Clojure/West 2012 slides collected here - edwardw
https://github.com/strangeloop/clojurewest2012-slides

======
kamaal
From the slides clojurePoweredStartups.pdf

    
    
        1. Our community is not enterprisey.
    

I always thought that this is because of :
<http://perl.plover.com/yak/12views/samples/notes.html#sl-39>

    
    
        problem #1 is a total cluelessness about what other people consider valuable and useful.
    
        problem #2 is that when faced with someone else's problem which Lisp doesn't solve effectively, the response is a mixture of ``that's not a real problem'' and ``you're an idiot for wanting to solve that.''
    

I have seen this so many times, that I have even forgotten the count. MJD is
right.

In my case this is what prevents me from using Lisp.

    
    
        1. Lack of most commonly used libraries to do every task.
        2. No proper tooling support, No IDE's.
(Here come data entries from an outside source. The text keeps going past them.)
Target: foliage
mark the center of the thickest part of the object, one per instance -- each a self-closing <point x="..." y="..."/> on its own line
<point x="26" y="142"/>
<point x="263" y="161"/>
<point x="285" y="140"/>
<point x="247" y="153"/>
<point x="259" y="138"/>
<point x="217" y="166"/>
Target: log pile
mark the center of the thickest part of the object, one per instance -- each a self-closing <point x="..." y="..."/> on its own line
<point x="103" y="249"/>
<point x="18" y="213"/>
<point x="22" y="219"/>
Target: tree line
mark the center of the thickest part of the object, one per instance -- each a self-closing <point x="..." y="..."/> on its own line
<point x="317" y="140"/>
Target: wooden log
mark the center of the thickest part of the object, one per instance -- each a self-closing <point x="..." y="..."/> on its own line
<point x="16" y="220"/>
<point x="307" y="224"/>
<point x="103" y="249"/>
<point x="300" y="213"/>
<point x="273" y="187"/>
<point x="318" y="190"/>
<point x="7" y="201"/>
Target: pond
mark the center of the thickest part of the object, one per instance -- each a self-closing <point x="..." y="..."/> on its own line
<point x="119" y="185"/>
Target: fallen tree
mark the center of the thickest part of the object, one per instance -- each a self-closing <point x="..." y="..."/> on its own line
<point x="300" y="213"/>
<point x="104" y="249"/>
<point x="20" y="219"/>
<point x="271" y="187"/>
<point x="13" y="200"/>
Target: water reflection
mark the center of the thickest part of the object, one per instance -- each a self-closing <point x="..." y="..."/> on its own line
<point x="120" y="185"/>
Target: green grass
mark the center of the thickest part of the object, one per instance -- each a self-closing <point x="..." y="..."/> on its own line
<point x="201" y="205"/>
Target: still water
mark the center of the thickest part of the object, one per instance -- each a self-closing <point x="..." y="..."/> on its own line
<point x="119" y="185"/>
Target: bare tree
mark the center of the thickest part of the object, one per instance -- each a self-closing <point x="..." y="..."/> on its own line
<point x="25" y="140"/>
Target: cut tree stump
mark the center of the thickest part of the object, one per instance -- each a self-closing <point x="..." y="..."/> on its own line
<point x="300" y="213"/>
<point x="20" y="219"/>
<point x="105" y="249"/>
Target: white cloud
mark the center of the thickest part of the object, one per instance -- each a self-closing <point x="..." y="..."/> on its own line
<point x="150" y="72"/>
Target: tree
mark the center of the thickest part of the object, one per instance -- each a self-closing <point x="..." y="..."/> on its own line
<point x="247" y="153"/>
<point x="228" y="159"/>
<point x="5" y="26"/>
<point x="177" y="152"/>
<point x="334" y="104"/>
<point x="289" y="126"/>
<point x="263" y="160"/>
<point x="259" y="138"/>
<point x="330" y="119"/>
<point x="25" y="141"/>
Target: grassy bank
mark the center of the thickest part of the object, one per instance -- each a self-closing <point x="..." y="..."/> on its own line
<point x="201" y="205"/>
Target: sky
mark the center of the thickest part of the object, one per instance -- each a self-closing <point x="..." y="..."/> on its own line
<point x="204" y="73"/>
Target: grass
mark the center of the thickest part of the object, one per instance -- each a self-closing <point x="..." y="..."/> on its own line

No good build and maintenance tools.
        3. Impractical approach to everyday problem solving which can other wise done in Perl.
        4. Very high barrier to entry. And no effort from the community to make it easier. Reading documentation requires knowledge of a lot of things.
        5. Overall complete refusal and denial to even agree these problems exist.
    

All this prevents people from learning, hence using. Without some volume of
people knowing how to work with Lisp. Lisp doesn't have a chance of getting
adopted in the enterprise.

No body will use a language in which hiring is difficult. And who ever hires
uses his own tools and programs with notepad. Frameworks, libraries, tools,
volumes of programmers, good documentation, good forum support is crucial for
any language to win today.

Merely language being good, does little for the adoption.